Guest post : life in Bangkok
One of our users ,Kapongham, writes about what it’s like to live in a volatile Thailand.
Life in Bangkok has an added edge now that over two dozen people have been killed in riots and bombings against the government. For one, you make real sure that you’re up to date with the latest news. Coming upon an unexpected Red Shirt rally will at best result in excruciating traffic jams – I’ve had to walk home more than once. At worst, you’ll end up on the news amid a hail of rubber and real bullets, tear gas or bombed-out rubble.
What’s changed for most Bangkokians is less visible – it’s the feeling of tension in the air. If you get in a cab, you’ll hear the political radio blaring. Red shirt protestors drive by in caravans, honking their horns, and I see pedestrians turn their heads away in disgust or join in with the protestors. There are more checkpoints on the road. This week saw pro-government counter-protestors hurling abuse and bottles at the Red Shirts. The division the protests have created in Thai society cut along class and ethnicity lines, and suddenly, I am all too aware of my own privilege and position as a middle-class English speaker.

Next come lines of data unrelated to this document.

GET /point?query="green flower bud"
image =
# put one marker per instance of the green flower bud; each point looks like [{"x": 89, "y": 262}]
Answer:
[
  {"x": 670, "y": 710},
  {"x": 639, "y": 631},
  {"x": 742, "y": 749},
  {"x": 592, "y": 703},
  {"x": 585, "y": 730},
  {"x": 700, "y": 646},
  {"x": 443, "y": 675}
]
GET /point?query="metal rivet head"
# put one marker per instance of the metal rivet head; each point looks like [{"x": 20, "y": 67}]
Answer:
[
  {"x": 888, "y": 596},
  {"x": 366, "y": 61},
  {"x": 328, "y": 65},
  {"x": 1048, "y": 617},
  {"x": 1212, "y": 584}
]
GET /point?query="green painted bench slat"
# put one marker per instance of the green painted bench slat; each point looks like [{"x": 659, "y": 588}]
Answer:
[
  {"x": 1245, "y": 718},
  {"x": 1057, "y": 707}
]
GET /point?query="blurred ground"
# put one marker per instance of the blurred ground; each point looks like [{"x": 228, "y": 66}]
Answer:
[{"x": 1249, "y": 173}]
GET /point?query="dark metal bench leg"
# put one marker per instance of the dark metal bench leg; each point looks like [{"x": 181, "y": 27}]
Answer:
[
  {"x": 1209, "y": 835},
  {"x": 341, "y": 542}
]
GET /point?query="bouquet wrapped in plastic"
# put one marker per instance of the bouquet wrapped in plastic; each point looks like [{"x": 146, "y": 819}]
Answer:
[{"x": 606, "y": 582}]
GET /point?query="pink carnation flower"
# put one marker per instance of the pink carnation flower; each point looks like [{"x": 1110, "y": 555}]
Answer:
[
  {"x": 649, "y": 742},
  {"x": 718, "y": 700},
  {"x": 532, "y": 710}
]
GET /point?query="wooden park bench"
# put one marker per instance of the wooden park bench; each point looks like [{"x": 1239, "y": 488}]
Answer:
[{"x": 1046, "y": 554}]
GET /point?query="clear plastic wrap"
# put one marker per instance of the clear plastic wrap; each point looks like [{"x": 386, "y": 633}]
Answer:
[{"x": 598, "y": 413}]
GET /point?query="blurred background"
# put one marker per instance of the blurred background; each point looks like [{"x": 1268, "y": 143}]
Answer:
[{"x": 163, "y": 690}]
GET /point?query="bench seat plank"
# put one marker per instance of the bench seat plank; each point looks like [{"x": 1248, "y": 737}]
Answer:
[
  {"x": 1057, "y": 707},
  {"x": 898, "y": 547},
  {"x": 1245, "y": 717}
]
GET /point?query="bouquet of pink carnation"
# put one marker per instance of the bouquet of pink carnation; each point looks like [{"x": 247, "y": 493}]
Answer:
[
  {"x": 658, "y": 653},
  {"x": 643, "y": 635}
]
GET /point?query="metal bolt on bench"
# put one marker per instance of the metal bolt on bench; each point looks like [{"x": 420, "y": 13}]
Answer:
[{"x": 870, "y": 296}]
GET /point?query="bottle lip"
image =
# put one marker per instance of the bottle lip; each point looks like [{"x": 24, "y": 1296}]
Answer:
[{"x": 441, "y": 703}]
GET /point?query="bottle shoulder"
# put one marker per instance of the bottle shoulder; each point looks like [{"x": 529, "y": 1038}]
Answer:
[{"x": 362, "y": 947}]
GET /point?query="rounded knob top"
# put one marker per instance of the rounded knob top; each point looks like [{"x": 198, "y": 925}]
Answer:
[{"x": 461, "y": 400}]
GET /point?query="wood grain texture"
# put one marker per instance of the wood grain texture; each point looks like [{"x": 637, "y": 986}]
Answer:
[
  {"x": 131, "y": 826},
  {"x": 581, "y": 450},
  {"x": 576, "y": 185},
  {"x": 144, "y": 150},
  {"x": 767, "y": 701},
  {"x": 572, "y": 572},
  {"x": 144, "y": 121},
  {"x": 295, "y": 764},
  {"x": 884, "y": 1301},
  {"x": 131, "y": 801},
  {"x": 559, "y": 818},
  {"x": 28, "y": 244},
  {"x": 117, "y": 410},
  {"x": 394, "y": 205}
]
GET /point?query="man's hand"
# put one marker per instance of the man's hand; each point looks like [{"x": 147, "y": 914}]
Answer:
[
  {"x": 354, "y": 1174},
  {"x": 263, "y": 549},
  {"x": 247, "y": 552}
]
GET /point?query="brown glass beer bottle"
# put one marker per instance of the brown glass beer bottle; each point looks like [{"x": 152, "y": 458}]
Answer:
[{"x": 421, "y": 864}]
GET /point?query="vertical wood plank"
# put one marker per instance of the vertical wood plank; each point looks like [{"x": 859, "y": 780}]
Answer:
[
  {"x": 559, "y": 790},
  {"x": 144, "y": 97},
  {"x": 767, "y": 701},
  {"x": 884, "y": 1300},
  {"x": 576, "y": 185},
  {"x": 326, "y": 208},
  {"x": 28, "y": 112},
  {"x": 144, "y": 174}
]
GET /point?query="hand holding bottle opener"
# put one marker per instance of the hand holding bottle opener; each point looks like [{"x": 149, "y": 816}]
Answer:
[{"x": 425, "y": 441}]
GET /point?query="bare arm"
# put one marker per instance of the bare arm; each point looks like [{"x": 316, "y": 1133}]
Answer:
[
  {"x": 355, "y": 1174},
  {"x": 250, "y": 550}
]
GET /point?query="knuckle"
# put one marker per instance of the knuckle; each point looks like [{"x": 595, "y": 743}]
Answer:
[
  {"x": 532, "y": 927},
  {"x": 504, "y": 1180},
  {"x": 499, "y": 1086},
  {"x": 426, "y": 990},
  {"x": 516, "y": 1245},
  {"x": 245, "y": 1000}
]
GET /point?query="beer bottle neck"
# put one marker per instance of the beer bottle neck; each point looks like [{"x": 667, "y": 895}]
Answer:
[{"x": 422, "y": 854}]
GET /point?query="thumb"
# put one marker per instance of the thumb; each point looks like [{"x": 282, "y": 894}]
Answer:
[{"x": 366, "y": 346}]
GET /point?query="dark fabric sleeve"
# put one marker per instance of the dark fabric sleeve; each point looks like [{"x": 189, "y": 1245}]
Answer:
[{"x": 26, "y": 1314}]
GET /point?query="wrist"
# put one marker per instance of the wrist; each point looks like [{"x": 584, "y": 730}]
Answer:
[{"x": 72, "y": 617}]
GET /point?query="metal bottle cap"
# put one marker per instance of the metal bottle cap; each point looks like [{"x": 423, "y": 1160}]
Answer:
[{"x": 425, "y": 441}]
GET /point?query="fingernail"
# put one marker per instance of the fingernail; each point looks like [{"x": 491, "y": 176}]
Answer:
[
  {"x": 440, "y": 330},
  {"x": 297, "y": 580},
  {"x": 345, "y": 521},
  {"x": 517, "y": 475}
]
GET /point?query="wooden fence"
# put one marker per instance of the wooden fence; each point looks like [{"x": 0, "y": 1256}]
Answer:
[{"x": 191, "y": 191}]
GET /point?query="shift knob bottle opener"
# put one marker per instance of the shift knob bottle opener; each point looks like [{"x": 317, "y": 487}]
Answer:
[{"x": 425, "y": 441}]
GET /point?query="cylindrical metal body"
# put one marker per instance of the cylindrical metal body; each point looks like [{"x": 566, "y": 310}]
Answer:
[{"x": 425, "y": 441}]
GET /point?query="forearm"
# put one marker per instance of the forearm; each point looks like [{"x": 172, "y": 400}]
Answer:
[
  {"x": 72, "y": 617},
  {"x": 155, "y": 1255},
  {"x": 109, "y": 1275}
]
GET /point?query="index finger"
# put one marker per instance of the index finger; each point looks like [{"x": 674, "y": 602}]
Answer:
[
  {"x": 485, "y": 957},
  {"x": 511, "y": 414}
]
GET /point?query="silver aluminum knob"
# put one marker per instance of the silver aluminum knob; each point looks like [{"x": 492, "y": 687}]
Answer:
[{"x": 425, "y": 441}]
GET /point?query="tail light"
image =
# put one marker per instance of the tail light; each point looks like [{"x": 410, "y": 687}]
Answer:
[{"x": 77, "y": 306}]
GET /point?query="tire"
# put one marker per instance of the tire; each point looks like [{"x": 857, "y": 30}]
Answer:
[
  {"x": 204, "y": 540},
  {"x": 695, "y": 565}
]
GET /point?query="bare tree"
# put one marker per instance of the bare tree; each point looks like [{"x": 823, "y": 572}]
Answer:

Nonetheless, us Bangkokians are determined to continue their lives as usual – after all, it has been almost twenty years since we’ve had such violence. The corner vendor still sells my favorite nam phrik pla tu- fermented fish and chili paste with mackarel. The motorbike taxi men, who’ll take you on the back of their bikes wherever you want for as little as 25 cents US, still hang out by the sidewalk. The heat is still overbearing – it’s usually 40C most days – and the food is still deliciously spicy. We go to the movies, we karaoke, we shop, we watch plays and go to concerts, if the protestors haven’t closed the Skytrain stations there. In any place outside of Bangkok, we are still the land of smiles, the rice-bowl of Asia, the tourist destination with white sand beaches and world-class dive sites.
Bangkok, on the other hand, is still being held hostage in a fight over who will be in power next. Roiling tensions, at first relieved by a week-long holiday, are building again. Grenade bombings this past few days have killed at least three people and injured fifty.
A few weeks ago, I had posted on anybodyoutthere that I was angry- “pissed” even – with the protestors. I was optimistic about negotiations between protestors and the government. Now, with escalating tensions and a body count of almost thirty, I am simply afraid for my city.